Sony wants hopes use public transport as a springboard to promote its long-standing Felica contactless payment system across South East Asia.

According to Bloomberg, the Japanese vendor wants to make Felica as popular regionally as it is at home by striking deals with transport companies across the region.

Relative late comers in mobile payments, such as Apple and Samsung, have been gaining much more attention than Sony but the Japanese company wants to rebalance that.

Transport systems can be a springboard for attracting merchants to the Felica system, as a big commuter base encourages retailers in train stations or bus depots to participate, said Kazuyuki Sakamoto, a Sony senior general manager in charge of Felica operations.

The plan is to make the technology easier to adopt. The Felica platform, which would only work in a smartphone with a customised chip, may be embedded as software on common chipsets as early as next year, Sakamoto said.
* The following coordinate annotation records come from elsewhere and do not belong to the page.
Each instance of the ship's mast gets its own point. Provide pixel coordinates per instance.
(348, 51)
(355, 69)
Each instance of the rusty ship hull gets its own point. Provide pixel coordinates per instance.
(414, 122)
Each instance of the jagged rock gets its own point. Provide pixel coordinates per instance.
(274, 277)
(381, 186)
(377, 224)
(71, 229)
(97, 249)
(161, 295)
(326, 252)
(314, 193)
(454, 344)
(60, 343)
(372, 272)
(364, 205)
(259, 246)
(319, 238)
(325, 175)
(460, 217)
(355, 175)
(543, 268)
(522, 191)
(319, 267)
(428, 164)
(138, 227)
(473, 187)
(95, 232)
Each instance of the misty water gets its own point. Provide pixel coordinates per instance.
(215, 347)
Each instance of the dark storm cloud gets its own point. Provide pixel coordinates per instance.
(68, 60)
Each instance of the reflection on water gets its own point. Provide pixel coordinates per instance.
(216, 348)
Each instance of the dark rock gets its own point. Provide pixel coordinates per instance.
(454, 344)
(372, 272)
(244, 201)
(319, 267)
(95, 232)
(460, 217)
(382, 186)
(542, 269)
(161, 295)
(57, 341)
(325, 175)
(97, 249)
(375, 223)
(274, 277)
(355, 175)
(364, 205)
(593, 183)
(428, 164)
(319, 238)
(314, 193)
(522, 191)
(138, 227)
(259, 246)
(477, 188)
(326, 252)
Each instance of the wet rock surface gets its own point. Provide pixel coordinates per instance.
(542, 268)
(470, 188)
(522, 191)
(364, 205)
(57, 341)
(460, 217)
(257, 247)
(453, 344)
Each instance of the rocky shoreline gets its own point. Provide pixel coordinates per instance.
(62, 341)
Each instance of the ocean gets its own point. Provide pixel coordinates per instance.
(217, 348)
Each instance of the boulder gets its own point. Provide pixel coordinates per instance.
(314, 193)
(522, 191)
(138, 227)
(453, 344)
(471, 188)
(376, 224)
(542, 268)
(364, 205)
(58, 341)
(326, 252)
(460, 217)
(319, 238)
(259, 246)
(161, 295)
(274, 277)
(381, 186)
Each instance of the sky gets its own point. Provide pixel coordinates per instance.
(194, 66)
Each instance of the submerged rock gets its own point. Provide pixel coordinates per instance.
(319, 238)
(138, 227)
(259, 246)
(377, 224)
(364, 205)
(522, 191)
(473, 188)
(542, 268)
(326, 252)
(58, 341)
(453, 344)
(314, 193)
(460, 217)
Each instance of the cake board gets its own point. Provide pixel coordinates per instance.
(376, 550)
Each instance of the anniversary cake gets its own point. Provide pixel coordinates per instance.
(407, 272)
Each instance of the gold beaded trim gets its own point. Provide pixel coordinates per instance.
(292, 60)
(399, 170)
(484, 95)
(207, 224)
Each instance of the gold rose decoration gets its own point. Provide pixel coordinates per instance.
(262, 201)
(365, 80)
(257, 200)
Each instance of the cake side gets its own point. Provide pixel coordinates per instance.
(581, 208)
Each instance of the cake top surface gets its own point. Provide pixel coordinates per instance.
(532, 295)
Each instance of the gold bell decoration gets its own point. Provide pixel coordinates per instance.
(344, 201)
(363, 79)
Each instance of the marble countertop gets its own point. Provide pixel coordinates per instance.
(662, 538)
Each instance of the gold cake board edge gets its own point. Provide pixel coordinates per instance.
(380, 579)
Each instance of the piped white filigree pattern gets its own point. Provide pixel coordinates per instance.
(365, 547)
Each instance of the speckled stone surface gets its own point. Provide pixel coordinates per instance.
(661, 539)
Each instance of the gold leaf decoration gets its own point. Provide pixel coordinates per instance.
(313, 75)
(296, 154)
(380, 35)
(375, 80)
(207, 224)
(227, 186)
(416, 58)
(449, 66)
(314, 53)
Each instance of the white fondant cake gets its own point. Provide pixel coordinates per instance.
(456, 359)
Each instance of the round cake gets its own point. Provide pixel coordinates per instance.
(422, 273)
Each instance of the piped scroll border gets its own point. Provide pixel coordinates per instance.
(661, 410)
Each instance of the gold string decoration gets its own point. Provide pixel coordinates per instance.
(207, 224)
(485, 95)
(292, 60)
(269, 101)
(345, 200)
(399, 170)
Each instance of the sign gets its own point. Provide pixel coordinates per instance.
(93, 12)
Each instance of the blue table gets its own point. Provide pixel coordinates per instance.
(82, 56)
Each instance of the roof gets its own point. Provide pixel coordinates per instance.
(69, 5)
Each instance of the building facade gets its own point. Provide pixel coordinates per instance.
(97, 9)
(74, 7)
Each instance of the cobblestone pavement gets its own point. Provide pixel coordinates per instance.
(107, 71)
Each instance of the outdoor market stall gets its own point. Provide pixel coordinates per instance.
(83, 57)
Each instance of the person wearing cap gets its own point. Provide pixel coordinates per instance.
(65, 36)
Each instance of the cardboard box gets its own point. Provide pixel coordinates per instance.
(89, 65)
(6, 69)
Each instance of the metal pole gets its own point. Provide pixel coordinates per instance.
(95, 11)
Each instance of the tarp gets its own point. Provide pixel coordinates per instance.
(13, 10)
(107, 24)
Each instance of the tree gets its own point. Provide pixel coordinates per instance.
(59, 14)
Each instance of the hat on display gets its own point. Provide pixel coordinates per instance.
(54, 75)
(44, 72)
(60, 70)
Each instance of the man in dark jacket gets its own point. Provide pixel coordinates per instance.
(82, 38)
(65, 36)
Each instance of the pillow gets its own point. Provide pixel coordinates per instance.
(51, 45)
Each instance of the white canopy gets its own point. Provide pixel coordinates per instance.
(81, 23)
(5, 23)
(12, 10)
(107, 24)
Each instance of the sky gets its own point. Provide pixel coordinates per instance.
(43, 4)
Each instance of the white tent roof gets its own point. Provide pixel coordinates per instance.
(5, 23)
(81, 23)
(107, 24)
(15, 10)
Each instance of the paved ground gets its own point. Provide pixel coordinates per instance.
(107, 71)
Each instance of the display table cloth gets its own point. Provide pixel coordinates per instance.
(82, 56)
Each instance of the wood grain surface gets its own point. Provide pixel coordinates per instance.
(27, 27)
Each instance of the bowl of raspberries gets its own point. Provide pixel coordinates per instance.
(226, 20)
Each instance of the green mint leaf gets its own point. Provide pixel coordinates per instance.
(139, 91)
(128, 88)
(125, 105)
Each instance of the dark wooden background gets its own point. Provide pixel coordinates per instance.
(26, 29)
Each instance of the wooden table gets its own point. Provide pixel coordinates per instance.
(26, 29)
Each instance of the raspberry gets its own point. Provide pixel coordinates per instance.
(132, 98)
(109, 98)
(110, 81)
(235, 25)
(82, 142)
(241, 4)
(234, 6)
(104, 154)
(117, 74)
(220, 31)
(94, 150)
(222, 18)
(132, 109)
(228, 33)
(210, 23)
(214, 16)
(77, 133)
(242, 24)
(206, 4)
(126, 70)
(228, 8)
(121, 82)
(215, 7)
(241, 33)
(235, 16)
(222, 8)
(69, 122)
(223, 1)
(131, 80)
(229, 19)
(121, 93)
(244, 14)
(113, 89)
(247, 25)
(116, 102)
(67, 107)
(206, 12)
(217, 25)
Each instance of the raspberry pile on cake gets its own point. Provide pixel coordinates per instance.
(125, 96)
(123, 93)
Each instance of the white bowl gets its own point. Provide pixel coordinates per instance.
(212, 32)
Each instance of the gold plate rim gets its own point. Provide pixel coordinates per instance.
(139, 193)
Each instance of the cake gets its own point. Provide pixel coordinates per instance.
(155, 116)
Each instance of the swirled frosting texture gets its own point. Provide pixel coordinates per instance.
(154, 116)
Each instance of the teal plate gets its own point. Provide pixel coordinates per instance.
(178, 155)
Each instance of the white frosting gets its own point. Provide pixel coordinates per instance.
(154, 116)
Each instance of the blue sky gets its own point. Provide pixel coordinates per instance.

Despite its popularity at home, Felica’s first deployment was actually in the Octopus card system in Hong Kong. Octopus cards are used in a variety of situations beyond public transport, including convenience stores, supermarkets, fast-food restaurants, parking meters, service stations and vending machines.

Last week, PT Telekomunikasi Indonesia struck a deal with Sony to enable payments for bus fares in Bandung with smartphones before taking Felica into retail outlets. Vietnam is another possible market where Sony has trialled Felica with a Hanoi bus operator.